Faisons un peu de métaphysique en amateur plus ou moins éclairé. La nature ne connaît ni le bien ni le mal. Un des premiers à affirmer cette hérésie blasphématoire est Benedictus de Spinoza, citoyen néerlandais de parents d’origine portugaise, né à Amsterdam en 1632, expulsé de la communauté juive en 1658 et mort à La Haye en 1677. Pour Spinoza, Nature et Dieu c’est kifkif. La Nature c’est le tout, en dehors d’elle il n’y a rien. C’est de la matière, de la substance composée d’un nombre infini d’attributs (dont la pensée et l’extension), qui n’a pas été créée, mais qui est l’unité productive, la cause soutenant et déterminant toutes les choses. Un tel Dieu-Nature ne fixe pas les lois et ne juge pas, n’est pas une source de confort, ne nous punit pas, ni nous récompense. Il n’est pas omniscient, ni sage et ne connaît pas la miséricorde.

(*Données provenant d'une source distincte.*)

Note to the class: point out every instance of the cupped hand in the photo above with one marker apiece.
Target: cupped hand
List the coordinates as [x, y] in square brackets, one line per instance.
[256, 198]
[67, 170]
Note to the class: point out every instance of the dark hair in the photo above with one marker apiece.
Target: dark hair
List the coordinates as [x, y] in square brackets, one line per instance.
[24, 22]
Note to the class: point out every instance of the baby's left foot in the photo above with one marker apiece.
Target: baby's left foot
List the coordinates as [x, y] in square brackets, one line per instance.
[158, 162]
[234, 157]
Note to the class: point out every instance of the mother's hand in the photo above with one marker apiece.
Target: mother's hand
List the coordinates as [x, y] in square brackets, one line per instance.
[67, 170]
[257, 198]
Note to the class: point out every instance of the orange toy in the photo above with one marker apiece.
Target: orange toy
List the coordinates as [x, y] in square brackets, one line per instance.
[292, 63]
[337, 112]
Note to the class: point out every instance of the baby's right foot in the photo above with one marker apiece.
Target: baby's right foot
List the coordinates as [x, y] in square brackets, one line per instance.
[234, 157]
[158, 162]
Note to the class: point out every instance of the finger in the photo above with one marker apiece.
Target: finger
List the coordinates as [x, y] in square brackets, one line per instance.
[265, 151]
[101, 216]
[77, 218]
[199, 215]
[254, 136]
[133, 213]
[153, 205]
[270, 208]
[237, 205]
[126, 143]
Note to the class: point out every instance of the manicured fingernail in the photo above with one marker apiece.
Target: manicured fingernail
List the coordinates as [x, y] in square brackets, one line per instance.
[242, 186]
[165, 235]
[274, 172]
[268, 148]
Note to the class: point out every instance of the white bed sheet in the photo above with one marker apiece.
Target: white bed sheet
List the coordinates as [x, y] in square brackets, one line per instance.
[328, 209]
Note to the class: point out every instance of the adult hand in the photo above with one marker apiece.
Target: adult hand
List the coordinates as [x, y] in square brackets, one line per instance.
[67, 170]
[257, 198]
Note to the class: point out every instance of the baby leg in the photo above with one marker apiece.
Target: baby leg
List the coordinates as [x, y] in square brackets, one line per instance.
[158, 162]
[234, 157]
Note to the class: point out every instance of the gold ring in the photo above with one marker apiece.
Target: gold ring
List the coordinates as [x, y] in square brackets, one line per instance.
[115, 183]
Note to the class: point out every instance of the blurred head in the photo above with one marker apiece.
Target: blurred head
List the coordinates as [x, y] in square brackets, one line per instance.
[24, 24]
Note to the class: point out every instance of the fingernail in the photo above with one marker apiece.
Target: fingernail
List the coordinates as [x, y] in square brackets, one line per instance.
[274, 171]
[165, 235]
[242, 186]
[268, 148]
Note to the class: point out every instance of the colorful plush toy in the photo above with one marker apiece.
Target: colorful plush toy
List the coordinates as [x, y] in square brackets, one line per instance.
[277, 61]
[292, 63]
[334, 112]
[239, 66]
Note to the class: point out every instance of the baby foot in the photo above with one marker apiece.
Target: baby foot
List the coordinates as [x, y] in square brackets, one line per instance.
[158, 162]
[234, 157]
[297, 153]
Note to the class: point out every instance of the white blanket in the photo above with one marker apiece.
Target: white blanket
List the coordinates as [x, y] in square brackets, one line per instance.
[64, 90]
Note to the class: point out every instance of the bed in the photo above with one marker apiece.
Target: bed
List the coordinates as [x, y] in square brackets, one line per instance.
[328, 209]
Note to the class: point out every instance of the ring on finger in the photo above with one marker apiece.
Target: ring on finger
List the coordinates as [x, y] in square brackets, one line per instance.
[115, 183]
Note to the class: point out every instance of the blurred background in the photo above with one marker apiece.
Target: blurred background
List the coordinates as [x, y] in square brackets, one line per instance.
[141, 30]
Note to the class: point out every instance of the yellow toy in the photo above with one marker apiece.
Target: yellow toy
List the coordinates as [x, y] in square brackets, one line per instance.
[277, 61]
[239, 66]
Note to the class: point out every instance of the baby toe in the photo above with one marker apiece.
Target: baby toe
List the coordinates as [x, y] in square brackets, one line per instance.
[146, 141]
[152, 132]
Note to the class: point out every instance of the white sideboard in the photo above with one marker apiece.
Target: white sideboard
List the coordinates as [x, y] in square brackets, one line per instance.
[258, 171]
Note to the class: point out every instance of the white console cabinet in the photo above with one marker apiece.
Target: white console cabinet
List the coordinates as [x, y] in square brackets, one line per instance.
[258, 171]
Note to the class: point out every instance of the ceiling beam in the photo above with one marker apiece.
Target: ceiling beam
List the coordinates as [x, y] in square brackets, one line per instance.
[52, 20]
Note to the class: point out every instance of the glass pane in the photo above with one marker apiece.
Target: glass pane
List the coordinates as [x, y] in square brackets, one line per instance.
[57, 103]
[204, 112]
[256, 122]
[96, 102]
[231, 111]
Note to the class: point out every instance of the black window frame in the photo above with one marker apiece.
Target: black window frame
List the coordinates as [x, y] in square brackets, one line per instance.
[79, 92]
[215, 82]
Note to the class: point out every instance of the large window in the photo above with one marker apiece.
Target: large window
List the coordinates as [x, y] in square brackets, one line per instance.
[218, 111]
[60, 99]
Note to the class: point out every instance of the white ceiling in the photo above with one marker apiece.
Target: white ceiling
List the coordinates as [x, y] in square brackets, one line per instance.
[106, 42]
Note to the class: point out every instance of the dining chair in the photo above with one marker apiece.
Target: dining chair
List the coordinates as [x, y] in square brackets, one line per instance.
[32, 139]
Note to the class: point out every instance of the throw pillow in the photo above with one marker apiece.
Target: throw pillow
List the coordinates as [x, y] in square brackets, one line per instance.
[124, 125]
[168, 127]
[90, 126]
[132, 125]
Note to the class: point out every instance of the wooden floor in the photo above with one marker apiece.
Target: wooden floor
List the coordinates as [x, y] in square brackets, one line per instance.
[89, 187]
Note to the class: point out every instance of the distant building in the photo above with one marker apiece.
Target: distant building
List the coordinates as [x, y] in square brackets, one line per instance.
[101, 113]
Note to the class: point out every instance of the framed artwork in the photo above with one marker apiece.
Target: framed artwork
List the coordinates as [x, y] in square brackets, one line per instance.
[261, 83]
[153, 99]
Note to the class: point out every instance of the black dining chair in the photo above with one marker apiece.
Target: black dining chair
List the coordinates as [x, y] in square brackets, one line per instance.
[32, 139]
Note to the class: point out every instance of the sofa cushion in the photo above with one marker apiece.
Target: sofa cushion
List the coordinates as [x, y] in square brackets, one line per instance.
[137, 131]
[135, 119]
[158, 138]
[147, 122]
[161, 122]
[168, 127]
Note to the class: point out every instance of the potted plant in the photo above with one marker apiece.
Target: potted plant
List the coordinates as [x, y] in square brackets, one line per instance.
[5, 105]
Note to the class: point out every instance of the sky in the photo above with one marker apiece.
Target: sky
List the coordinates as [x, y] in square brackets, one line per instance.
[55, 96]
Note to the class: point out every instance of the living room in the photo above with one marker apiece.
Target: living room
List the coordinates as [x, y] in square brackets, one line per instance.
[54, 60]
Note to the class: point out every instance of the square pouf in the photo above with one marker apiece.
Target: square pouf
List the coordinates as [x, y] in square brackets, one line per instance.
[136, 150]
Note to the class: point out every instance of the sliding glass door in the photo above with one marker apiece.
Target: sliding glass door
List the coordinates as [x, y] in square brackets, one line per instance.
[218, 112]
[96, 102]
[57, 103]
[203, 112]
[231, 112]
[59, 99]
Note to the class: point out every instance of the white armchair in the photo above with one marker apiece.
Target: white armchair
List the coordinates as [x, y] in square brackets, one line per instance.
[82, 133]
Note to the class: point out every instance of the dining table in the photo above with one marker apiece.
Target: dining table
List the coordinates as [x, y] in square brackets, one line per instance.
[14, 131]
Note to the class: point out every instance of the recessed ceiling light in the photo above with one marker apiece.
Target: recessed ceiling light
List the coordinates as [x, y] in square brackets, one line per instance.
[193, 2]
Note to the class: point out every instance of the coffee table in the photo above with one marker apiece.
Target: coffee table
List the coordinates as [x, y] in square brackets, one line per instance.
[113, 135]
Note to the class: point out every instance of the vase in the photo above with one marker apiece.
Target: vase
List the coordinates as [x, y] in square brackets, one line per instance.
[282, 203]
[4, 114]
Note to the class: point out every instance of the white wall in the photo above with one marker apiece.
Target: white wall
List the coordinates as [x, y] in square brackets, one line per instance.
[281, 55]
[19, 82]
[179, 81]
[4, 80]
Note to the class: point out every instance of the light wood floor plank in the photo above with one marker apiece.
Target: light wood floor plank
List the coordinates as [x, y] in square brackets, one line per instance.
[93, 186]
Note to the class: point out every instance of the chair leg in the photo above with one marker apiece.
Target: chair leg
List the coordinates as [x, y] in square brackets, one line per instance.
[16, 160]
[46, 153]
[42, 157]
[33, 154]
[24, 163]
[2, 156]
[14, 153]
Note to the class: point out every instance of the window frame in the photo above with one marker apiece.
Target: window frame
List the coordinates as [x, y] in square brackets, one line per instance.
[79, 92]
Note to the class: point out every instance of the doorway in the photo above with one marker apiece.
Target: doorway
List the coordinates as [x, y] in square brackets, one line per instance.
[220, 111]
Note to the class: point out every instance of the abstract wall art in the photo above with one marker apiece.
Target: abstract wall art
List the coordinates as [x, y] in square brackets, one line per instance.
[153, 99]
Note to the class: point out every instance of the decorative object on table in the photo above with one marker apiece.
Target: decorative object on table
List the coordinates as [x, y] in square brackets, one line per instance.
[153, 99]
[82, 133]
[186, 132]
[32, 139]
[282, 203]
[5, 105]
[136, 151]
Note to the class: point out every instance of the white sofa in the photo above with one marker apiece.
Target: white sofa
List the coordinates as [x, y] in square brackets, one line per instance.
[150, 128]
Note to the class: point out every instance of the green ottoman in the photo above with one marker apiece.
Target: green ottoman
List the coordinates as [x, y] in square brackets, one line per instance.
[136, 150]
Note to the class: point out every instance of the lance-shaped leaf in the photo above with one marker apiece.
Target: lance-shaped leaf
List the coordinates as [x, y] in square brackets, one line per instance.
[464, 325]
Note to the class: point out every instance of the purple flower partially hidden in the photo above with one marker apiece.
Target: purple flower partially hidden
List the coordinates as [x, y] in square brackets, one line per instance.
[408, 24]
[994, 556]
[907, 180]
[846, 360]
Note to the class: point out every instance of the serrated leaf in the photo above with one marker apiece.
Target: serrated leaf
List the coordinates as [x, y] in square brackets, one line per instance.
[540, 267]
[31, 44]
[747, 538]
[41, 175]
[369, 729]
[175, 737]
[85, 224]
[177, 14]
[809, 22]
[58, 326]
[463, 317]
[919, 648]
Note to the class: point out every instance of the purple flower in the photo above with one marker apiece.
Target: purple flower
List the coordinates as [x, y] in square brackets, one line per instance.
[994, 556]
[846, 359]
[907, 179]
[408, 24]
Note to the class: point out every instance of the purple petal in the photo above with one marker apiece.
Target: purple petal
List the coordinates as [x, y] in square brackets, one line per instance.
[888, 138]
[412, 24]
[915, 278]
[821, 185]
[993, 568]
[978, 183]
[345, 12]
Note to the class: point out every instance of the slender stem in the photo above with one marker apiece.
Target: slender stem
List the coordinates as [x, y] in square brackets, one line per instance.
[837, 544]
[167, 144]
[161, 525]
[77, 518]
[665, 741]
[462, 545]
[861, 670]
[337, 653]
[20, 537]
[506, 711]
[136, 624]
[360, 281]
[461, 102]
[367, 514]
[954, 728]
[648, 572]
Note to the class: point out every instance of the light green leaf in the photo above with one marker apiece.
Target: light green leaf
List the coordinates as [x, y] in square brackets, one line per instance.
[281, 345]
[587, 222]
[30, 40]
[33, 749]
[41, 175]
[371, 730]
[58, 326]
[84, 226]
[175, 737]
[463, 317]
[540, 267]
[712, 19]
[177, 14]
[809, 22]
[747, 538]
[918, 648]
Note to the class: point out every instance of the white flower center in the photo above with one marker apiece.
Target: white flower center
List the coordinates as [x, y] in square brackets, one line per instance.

On le prie en vain. On comprend que curés, rabbins et autres imams sont furieux quand ils entendent de telles élucubrations. On comprend que des déistes comme Goethe ou des matérialistes comme Marx se sont intéressés à ce penseur qui vivait du polissage de lentilles et fabriquait des microscopes et des télescopes.
Puisque tout dans la nature simplement « est », il faut conclure que le bien et le mal n’existent pas en-soi. J’ai bien dit en tant que tel, en-soi! « Le bien et le mal n’existent pas dans la nature, ce sont de choses de la raison », des produits de la pensée. En effet, la nature n’a pas de morale. Le chat joue cruellement avec la souris, un tremblement de terre tue des milliers d’innocents, une certaine guêpe pond ses œufs à l’intérieure d’une chenille et cette dernière sera dévorée de l’intérieur par les larves. La nature est cruelle. L’idée chrétienne qu’un jour la résurrection générale fera que le loup et l’agneau (et les humains) vivront côte à côte comme des bons copains est peut-être un réaction subconsciente à cette cruauté naturelle.
Ce n’est donc pas dans la nature que nous devons chercher un modèle éthique, tout comme nous ne pouvons pas trouver dans la nature un modèle social. Ceux qui ont basé leur conception sociale sur « la lutte pour la survie du plus fort », soutiennent une idéologie social-darwiniste, que Darwin lui-même rejetait. Celui-ci considérait l’être humain comme un produit de la sélection naturelle chez qui l’entre-aide et la solidarité primaient. Avec le genre humain « la lutte pour la survie du plus fort et du plus adapté à son milieu » s’était arrêté. Mais si nous ne trouvons pas de recette pour distinguer le bien du mal dans la nature, comment faire ? Ce sont les structures sociales qui sont la base de nos conceptions sur le bien et le mal.
Nos catégories morales ne sont que des labels que nous collons sur les choses selon qu’elles correspondent ou non à nos attentes, à nos idéaux, à notre idéologie, comme on colle des étiquettes sur les pots de confiture. Une « bonne » personne c’est quelqu’un qui répond à nos critères d’un être humain parfait, tout comme un bon marteau correspond à notre idée d’un bon marteau. Le bien et le mal diffèrent dans une même société selon les classes sociales. Le marxiste considère le salariat comme une forme d’esclavage : celui qui n’a que sa force de travail est obligé de la vendre à celui qui possède les moyens de production. Ce dernier considère qu’il est le sauveur du travailleur : il lui donne du travail.
À première vue le bien et le mal sont donc des choses relatives, et si on s’arrête là on peut sombrer dans le relativisme total. Le socialisme essaye de donner un réponse à ce problème. Puisque les humains ne peuvent survivre en dehors de la société, qu’ils sont des êtres sociaux, il faut organiser la société de telle façon que l’entre-aide, que la solidarité deviennent le critère éthique par excellence. Ce qui freine le développement de la solidarité est le mal, ce qui la développe et renforce est le bien.
Certains prétendent qu’il faut parfois faire le mal pour avancer sur le chemin du bien. Ainsi les staliniens de hier et les post-staliniens d’aujourd’hui défendent les crimes de Staline & Cie. Il s’agissait selon eux d’une nécessité inscrite dans le mouvement de la nature-société. Encore cette nature ! Je ne peux que constater que cette « nécessité naturelle » dont Staline, Pol Pot et autres étaient l’incarnation, la « ruse de la raison » selon Hegel, ont précisément détruit la conscience politique et émancipatrice de la classe sociale qu’ils prétendaient glorifier, le prolétariat. Le but ne sanctifie pas les moyens. Le stalinisme c’est, pas moins que le capitalisme, un grand mal.